La battaglia legaleDjokovic può restare in Australia e giocare l’Open, ma il governo sarebbe pronto al ricorso

Il tribunale ribalta la decisione e dà il visto al tennista. Da Canberra però fanno sapere che l’espulsione è competenza dell’autorità dell’immigrazione e potrebbe essere eseguita a prescindere dal pronunciamento della corte

(La Presse)

La decisione del governo australiano di cancellare il visto di Novak Djokovic è stata ribaltata in appello. Per la corte federale, il tennista serbo può restare in Australia e giocare gli Open che partono lunedì 17 gennaio a Melbourne. Il tribunale presieduto dal giudice Anthony Kelly ha riconosciuto il fatto che a Djokovic non è stato concesso abbastanza tempo per produrre prove sufficienti, dopo che il tennista è stato informato dell’intenzione del governo di annullare il suo visto. Nonostante ciò, il ministro dell’Immigrazione, Alex Hawke, potrebbe comunque intervenire e decidere di annullare il visto per altri motivi, spiega il Guardian. Se ciò dovesse accadere, il caso potrebbe tornare di nuovo in tribunale.

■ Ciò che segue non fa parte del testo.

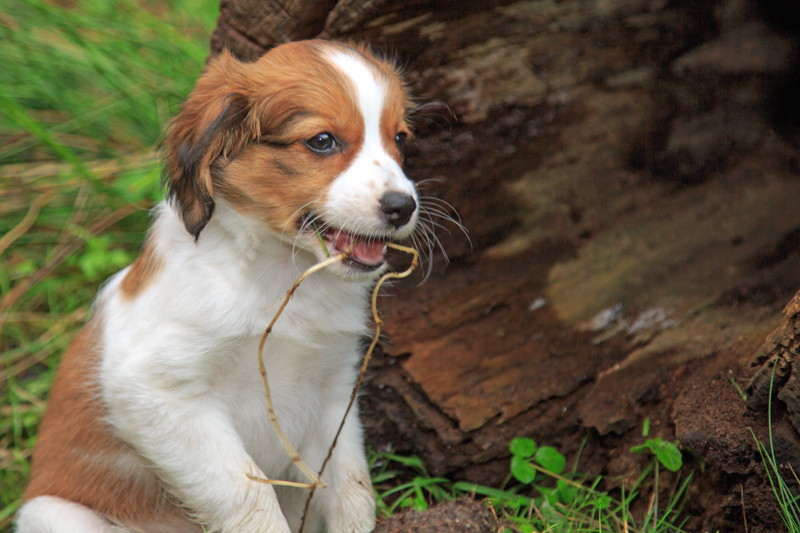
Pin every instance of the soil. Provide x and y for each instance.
(628, 174)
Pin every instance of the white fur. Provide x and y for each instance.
(354, 197)
(179, 373)
(47, 514)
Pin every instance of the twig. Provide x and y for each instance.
(744, 513)
(316, 481)
(378, 324)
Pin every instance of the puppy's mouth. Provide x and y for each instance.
(364, 253)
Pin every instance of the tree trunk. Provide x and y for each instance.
(627, 172)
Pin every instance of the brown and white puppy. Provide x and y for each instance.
(157, 416)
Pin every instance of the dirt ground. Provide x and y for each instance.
(628, 173)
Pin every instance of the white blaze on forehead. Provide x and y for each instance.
(353, 200)
(370, 91)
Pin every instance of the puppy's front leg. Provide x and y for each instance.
(348, 503)
(189, 438)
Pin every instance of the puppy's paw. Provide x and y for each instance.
(355, 508)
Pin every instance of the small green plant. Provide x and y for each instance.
(667, 453)
(545, 497)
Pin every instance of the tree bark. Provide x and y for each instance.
(627, 171)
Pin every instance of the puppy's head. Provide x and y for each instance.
(308, 140)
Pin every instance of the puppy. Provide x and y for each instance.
(157, 415)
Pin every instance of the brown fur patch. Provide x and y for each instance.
(240, 136)
(77, 457)
(143, 271)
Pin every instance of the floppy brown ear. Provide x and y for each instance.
(211, 124)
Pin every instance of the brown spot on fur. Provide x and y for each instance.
(143, 271)
(78, 458)
(240, 136)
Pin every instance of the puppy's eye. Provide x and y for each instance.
(400, 140)
(322, 142)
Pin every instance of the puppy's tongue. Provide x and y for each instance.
(370, 252)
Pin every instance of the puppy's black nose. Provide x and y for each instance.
(397, 208)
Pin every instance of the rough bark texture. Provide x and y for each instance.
(628, 173)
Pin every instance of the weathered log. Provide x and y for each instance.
(631, 215)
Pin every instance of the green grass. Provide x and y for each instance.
(787, 502)
(85, 91)
(544, 500)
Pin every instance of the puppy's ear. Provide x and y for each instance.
(211, 125)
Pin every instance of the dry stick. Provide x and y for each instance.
(270, 409)
(378, 324)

Tra sospensioni e rinvii, l’udienza nella quale la corte federale di Melbourne doveva stabilire se il tennista poteva rimanere nel Paese o tornare in Europa è durata più di sette ore. L’atleta, alla fine, ha lasciato il Park hotel, quello in cui l’Australia confina i migranti.

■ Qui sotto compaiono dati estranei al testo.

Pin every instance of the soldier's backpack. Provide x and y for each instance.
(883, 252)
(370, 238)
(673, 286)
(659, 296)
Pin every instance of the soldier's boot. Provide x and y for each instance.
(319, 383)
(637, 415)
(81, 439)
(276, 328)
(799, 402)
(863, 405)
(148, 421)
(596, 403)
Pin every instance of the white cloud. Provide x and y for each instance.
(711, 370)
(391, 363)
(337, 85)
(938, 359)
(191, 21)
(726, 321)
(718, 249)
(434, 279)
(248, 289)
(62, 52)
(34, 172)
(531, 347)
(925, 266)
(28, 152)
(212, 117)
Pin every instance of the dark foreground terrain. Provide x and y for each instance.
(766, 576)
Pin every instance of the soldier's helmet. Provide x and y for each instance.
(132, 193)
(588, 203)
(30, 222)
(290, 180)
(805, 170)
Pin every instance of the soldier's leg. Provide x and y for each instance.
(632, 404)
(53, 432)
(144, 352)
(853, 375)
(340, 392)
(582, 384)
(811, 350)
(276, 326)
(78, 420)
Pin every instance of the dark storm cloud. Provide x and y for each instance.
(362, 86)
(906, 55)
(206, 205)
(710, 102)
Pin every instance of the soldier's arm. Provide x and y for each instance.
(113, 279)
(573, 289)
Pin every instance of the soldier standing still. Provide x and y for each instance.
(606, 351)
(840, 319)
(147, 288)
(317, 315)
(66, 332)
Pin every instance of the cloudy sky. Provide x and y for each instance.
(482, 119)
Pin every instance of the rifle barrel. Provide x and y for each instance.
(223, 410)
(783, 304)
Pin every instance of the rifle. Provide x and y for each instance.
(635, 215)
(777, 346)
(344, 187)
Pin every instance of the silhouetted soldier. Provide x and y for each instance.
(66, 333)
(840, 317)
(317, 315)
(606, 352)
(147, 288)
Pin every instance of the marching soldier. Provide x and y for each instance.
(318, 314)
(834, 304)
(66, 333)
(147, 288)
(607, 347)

L’avvocato di Djokovic, Nick Wood, ha difeso il suo assistito, affermando che il tennista ha rispettato tutti i requisiti previsti dalla legge sulla biosicurezza per l’ingresso in Australia. «Il signor Djokovic ha dichiarato di disporre di una esenzione medica», ha detto il legale, aggiungendo che «le linee guida australiane sull’immunizzazione prevedono la possibilità di rinviare la vaccinazione di sei mesi per le persone che abbiano ricevuto una diagnosi di positività al Sars-Cov-2».

I legali che rappresentano il governo australiano hanno ribattuto che, in base alla versione aggiornata delle linee guida, l’infezione non costituisce una controindicazione alla somministrazione del vaccino. I legali di Djokovic hanno risposto insistendo sul trattamento cui il campione è stato sottoposto dalle autorità di frontiera al suo sbarco in aeroporto, perché non sarebbe stato messo in condizione di esporre le sue ragioni né di consultarsi con i propri avvocati.

Il giudice Anthony Kelly, che presiede il caso, ha riconosciuto i passi compiuti da Djokovic. «Il punto che mi agita un po’ è: cosa avrebbe potuto fare di più quest’uomo?», ha detto. Il riferimento è alla documentazione di esenzione dalla vaccinazione che l’atleta aveva sottoposto alle autorità australiane prima e dopo il suo arrivo nel Paese.

Ma la battaglia legale non è finita qui. Il ministro dell’Immigrazione austrialiano potrebbe decidere di esercitare i suoi poteri personali ed espellere comunque il tennista dal Paese.